Fried, who has a concealed carry license and owns a gun, said conducting an audit of the background check process is at the top of her list.
“On day one, I want to do an audit to figure out exactly where the holes were in the processing and see how we can quickly fix them,” she said. “Whether it’s redirecting resources, whether it’s a policy issue — I want to change those things.”
Whoever wins the seat will also serve in the Cabinet where, among other things, they have a vote on restoring voting rights to felons as well as the sale or purchase of state land. The commissioner is also tasked with appointing the director of the Office of Financial Regulation, which oversees the state’s banking industry.
Other responsibilities of note include overseeing the “Fresh From Florida” program for agricultural producers across the state and working with the federal government when it comes to NAFTA negotiations.

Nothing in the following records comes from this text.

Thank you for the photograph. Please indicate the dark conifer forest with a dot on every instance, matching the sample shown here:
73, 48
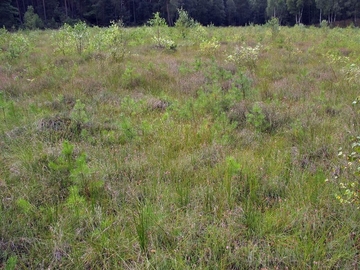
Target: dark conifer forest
54, 13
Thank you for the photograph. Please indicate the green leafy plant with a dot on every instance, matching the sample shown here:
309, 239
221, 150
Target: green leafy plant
80, 34
245, 56
274, 25
32, 20
78, 113
184, 22
209, 47
11, 263
257, 118
19, 46
159, 23
63, 40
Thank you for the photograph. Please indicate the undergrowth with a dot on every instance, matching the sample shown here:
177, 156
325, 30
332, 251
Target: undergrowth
212, 154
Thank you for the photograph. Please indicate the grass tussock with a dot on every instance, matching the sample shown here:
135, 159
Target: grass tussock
139, 157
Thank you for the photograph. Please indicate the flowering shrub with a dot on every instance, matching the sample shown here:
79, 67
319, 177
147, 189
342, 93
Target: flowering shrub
349, 173
352, 73
209, 47
164, 43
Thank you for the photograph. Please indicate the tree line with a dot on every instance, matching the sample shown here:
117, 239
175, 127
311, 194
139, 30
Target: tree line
54, 13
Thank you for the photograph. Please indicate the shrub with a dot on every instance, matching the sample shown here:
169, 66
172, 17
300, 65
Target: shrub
32, 20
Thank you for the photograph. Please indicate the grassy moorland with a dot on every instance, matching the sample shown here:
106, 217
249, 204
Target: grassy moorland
176, 148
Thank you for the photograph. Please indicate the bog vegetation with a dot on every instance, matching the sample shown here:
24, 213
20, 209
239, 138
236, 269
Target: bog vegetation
187, 147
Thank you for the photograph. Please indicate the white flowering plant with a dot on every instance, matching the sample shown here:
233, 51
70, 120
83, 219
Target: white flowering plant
348, 177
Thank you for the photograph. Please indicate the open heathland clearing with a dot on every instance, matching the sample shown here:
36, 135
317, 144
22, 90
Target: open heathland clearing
179, 148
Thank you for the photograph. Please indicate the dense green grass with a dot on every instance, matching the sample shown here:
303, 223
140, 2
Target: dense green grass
149, 158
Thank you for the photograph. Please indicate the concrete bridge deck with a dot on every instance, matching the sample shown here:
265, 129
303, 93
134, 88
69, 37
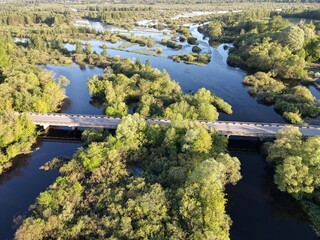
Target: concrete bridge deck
249, 129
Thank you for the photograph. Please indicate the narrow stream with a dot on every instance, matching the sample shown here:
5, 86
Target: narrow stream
257, 208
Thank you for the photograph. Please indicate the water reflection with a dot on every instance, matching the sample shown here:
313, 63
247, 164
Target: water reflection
20, 186
258, 210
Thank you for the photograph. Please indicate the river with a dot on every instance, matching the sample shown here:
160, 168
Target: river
257, 208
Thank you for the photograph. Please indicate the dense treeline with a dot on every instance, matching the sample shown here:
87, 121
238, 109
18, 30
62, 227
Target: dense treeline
133, 85
277, 50
17, 134
146, 182
24, 87
297, 169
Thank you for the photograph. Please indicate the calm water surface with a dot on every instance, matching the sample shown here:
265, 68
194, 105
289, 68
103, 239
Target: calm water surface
257, 208
20, 186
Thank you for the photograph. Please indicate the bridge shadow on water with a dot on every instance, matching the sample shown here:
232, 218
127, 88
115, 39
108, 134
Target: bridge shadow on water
257, 208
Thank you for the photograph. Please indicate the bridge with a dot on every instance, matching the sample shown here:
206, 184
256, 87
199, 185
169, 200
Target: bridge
226, 128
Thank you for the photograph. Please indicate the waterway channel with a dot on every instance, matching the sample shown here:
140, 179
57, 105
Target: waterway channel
257, 208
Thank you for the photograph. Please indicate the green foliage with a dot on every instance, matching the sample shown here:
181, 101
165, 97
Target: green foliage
178, 193
150, 93
193, 58
297, 169
24, 88
297, 162
201, 105
17, 134
292, 102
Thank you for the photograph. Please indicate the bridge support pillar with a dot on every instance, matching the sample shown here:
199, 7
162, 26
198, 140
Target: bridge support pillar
45, 127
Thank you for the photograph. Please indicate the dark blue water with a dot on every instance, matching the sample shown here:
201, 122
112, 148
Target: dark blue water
20, 186
258, 210
217, 76
79, 99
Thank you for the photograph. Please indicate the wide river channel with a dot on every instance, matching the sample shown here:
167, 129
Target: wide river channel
258, 210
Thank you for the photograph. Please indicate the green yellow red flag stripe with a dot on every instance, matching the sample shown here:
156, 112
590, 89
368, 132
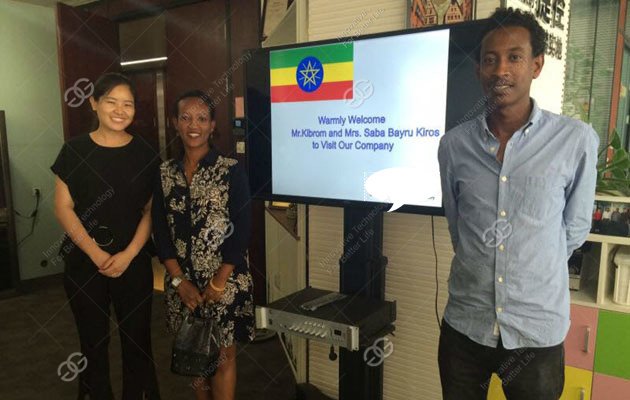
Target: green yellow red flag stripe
336, 78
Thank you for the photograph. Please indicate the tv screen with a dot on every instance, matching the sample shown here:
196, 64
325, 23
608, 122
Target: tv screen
349, 122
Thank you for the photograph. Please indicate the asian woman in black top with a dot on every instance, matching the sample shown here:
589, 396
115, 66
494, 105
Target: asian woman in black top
103, 201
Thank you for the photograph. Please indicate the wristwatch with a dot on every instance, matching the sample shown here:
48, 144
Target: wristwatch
176, 281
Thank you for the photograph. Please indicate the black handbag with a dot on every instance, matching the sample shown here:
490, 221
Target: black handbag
196, 345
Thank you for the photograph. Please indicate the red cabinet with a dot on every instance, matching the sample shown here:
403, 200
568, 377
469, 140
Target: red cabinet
579, 346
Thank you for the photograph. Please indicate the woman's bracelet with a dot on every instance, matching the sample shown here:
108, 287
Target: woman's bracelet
216, 289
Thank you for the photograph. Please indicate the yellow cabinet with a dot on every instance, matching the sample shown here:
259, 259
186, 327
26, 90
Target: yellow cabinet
495, 392
577, 385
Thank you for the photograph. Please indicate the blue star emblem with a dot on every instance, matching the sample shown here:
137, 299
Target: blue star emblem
310, 74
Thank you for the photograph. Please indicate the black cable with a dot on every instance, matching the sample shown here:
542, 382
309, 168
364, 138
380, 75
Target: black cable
33, 217
437, 282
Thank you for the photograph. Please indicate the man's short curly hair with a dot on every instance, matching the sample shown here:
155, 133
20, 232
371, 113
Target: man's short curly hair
504, 17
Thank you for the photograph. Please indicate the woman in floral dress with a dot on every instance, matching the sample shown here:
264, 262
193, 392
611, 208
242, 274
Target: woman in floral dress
201, 218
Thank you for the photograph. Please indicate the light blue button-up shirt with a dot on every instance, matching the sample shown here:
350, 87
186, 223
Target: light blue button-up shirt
514, 224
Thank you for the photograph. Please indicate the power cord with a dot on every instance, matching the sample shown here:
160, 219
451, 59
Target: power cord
32, 216
437, 282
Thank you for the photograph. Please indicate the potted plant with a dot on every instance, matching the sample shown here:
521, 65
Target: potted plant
613, 174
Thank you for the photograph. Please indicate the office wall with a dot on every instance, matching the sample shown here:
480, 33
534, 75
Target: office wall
29, 94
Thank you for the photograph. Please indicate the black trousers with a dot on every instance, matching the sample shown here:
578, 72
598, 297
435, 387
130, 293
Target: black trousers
526, 373
90, 295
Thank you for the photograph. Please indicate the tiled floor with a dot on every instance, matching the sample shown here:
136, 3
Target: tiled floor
37, 334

The job description is sweeping, and its responsibilities affect many industries across the state. However, voting in the primary did not quite hold up to the marquee governor’s race. About 3.1 million people voted for governor, while just 2.9 million voted for the commissioner’s seat.
Some say that the gap can be attributed to the ballot structure or the general lack of media attention to the race for a seat like agriculture commissioner.
“The further down the ballot you go in terms of length and voters’ familiarity with the candidates, the more roll off you are going to get,” said Michael Martinez, a political science professor at the University of Florida.
Martinez added that the increase in press coverage after the primary could actually increase voter awareness heading into the general election.
“Wells Fargo closing Nikki Fried’s account made the New York Times,” he said. “That has generated a little more interest in the race.”